In the cracks

"There is a crack in everything
That's how the light gets in"
- "Anthem" by Leonard Cohen

Friends, we are approaching the end of a calendar year, and I find myself feeling pressed. In many ways, the change of a calendar year is arbitrary, but I definitely have some projects that I don't want to carry over into another annum. The Porites spawning paper has finally been submitted. The zooplankton samples Sarah had been working on are done. Yet, I find myself spinning around, looking for something else I can accomplish before the year ends. I have to fill in the cracks between major projects with minor victories. 

This electrophoresis gel shows my minor victory. On the left 
side is a DNA ladder. Every band across the middle of the 
gel represents a successful a DNA section that I will be able 
to sequence. As you can see, I was very successful!
Yesterday, I had a minor victory. In this gap between large datasets, I turned my attention to some mysterious Arctic deep-sea specimens. I've been trying to identify them ever since collecting them in 2021. When I first saw the blue and gold orbs 2 years ago, I was convinced they were sponge larvae. DNA analysis proved that to be false, but a misreading of the genetics database made me think they were fungi. After corresponding with a marine fungus expert and several failed attempts at sequencing, I now know them to be oomycetes - a group of organisms that look like fungi but are actually related to diatoms. 

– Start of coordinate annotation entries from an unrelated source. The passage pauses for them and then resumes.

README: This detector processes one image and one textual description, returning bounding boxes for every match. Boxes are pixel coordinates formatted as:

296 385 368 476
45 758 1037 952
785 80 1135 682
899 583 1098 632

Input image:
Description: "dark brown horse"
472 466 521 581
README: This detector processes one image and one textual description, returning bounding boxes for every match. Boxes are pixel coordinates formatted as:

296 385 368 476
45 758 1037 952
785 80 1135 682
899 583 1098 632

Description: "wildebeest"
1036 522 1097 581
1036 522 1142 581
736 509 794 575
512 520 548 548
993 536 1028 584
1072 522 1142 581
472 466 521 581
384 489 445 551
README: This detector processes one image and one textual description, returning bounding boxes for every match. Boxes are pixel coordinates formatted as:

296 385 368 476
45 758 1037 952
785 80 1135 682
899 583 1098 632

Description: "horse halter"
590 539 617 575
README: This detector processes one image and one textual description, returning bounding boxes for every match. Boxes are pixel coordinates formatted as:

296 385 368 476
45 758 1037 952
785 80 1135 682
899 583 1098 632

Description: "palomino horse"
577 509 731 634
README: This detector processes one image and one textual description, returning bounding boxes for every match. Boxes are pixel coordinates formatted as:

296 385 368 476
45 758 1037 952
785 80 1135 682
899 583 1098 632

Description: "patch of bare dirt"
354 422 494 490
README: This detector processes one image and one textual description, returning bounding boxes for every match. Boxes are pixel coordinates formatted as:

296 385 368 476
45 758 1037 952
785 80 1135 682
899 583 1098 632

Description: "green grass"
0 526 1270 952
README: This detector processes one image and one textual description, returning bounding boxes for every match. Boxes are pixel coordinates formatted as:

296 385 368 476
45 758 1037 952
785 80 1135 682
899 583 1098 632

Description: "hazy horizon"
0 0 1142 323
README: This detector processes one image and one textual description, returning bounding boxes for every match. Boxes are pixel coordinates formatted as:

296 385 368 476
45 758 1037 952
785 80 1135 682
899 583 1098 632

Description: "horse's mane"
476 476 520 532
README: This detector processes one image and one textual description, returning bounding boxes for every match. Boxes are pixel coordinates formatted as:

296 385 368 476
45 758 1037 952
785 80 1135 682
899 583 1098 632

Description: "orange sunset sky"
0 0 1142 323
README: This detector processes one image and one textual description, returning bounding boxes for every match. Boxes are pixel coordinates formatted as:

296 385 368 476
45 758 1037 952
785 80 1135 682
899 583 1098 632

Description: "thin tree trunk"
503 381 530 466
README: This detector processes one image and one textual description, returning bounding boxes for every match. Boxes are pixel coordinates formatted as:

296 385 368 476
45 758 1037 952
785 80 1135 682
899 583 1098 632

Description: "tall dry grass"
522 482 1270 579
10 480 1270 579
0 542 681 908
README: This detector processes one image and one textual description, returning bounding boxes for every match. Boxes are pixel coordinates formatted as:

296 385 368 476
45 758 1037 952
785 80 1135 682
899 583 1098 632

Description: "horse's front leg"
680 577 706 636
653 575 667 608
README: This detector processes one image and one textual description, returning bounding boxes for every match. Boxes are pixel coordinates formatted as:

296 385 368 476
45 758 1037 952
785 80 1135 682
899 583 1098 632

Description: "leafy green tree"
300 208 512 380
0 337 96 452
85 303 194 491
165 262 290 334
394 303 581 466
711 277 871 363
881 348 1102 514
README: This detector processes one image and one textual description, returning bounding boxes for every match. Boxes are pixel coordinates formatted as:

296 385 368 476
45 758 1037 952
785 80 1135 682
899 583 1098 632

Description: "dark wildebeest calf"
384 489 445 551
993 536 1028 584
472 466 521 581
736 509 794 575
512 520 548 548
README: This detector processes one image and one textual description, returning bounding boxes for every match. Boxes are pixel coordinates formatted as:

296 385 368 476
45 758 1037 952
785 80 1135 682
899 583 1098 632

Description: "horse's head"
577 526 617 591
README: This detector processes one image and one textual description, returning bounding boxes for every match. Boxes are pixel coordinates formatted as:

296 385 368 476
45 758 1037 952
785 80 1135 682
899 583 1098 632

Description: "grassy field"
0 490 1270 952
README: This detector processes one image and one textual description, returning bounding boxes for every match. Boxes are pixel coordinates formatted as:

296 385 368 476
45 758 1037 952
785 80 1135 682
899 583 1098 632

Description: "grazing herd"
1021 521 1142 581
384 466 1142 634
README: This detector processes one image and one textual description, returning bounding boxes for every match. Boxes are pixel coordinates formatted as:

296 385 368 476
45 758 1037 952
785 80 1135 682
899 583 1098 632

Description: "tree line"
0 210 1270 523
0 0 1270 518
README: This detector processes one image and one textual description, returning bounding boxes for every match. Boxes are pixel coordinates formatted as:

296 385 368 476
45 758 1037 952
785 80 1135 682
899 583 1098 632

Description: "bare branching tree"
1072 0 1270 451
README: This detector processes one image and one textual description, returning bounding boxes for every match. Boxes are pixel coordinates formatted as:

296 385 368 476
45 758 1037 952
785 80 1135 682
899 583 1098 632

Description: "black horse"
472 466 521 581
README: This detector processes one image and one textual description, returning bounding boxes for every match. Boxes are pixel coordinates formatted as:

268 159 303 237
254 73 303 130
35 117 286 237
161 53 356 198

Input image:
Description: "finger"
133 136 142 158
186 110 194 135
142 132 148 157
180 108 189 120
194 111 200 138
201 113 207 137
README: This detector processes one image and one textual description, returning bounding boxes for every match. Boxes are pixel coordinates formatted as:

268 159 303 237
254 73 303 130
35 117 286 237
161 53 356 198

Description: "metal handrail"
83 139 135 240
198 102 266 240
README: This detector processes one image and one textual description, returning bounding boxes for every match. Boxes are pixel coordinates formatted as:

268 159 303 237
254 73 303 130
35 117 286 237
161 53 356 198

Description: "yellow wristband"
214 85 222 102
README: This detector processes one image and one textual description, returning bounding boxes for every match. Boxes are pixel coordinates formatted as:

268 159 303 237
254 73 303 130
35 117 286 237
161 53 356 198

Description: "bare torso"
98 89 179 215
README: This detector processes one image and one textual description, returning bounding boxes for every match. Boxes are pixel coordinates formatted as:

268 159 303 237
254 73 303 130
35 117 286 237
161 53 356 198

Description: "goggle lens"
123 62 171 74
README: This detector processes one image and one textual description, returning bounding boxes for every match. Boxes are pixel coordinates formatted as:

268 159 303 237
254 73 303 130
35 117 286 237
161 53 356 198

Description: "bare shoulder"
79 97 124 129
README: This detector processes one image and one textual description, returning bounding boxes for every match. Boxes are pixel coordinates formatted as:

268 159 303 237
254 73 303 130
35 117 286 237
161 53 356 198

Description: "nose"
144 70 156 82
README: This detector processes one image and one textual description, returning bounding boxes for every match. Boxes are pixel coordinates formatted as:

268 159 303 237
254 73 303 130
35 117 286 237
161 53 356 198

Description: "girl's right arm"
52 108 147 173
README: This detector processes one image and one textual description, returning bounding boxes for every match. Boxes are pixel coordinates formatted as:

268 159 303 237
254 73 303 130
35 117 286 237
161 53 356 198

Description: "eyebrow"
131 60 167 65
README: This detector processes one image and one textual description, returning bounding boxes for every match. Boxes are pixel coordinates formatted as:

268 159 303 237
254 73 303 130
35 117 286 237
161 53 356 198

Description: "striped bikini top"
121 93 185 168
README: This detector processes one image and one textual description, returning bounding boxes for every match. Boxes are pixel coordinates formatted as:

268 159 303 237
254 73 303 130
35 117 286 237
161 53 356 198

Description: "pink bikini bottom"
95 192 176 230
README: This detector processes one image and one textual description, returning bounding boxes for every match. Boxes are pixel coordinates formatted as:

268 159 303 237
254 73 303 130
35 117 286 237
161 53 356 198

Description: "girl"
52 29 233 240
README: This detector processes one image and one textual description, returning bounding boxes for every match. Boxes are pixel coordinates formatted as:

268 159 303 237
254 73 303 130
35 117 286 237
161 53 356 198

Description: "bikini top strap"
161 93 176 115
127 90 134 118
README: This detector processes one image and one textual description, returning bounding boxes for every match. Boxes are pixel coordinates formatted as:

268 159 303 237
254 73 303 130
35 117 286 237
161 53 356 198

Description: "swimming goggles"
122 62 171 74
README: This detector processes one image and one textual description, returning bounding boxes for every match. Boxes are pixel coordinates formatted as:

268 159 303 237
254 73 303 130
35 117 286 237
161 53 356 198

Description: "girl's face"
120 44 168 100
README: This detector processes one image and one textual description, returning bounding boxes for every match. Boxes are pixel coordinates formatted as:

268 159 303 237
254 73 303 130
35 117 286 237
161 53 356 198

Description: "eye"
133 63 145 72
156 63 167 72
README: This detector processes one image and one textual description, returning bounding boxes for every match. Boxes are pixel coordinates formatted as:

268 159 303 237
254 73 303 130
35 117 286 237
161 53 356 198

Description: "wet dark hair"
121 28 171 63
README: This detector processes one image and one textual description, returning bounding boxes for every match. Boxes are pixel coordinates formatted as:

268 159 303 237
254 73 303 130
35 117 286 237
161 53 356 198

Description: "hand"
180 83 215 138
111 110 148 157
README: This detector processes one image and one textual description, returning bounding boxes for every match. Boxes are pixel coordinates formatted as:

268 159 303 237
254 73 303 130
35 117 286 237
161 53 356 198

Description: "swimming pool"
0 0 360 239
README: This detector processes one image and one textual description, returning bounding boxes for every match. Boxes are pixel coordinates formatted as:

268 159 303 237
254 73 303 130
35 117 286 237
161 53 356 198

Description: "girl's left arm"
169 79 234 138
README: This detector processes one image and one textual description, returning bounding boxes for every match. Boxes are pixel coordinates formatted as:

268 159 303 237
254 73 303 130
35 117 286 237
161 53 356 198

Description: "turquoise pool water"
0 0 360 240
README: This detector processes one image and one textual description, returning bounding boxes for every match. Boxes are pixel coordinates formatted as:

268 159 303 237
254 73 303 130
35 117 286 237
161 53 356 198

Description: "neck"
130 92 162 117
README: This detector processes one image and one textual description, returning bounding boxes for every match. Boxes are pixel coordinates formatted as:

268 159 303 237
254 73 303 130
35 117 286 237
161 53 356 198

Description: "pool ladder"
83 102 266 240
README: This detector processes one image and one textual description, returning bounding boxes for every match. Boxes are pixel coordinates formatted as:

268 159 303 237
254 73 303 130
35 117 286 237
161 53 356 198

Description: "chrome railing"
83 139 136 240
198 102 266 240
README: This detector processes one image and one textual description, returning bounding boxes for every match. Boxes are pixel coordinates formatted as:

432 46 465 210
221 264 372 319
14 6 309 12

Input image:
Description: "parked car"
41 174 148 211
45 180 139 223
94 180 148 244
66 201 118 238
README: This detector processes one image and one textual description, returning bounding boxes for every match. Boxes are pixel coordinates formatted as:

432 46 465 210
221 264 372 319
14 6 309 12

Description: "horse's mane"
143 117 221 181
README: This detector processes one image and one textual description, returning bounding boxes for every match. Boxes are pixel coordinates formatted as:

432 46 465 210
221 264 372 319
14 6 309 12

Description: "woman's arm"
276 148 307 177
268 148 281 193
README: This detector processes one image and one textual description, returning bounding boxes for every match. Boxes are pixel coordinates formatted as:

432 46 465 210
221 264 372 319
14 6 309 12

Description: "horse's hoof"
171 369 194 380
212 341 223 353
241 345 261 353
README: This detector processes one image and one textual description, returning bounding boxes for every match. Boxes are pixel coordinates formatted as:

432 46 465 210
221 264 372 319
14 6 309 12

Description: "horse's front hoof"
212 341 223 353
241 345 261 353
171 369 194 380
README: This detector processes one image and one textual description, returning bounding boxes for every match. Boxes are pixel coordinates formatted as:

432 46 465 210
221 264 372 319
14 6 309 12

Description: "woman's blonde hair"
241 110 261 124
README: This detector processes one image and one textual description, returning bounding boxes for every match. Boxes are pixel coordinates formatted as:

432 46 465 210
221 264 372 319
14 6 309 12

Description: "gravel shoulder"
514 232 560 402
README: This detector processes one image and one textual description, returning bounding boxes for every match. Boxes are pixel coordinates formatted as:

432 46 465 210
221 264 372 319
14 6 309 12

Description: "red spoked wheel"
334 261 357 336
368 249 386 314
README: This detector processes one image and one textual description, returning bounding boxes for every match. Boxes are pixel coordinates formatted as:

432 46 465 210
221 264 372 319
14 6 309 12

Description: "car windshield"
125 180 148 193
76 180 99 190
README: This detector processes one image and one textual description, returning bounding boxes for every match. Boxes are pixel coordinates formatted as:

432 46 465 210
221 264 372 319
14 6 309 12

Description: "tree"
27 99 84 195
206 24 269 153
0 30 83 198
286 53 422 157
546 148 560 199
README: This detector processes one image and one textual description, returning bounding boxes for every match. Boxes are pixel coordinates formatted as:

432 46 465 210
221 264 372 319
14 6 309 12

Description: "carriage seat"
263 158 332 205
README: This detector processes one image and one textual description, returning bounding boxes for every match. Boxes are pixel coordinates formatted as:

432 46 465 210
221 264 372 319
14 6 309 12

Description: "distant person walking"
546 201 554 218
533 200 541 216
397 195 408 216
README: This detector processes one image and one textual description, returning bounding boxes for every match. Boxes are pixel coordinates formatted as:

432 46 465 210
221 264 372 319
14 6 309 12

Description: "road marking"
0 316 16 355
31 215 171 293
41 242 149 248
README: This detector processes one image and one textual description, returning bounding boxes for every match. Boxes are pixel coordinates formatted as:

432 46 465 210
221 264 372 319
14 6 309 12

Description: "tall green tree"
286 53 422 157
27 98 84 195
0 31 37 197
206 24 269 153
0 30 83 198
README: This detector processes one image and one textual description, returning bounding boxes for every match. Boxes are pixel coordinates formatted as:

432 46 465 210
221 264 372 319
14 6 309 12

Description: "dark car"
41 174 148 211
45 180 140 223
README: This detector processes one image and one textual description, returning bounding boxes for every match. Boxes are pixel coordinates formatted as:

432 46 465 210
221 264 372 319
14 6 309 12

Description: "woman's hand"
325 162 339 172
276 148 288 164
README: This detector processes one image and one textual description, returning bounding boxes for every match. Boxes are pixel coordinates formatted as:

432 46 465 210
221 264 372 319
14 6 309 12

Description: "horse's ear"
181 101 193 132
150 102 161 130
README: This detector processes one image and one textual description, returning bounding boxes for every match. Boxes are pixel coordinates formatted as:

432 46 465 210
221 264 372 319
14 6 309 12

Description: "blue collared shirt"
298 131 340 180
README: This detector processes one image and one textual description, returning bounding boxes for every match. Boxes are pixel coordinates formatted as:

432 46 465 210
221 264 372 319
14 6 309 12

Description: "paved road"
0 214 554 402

Normally, I would probably write the specimens off. They're not the sponge larvae I thought they were, so they really don't belong in my research program. But here's the thing: oomycetes are a ridiculously understudied group of organisms. We're almost certainly dealing with a new species here, so I can't just leave them behind. I have to see this project to its conclusion. 

My fungus guy, Brandon, recommended a set of oomycete DNA primers that could hopefully help me get a good sequence from my specimens. I used the primers in a PCR this week, and for the first time, I actually got good results! The primers worked! 

My next step is sequencing, so cross your fingers for continued good results. I'm actually super excited to delve into the realm of microbiology and figure out what this super weird-looking Arctic deep sea organism is!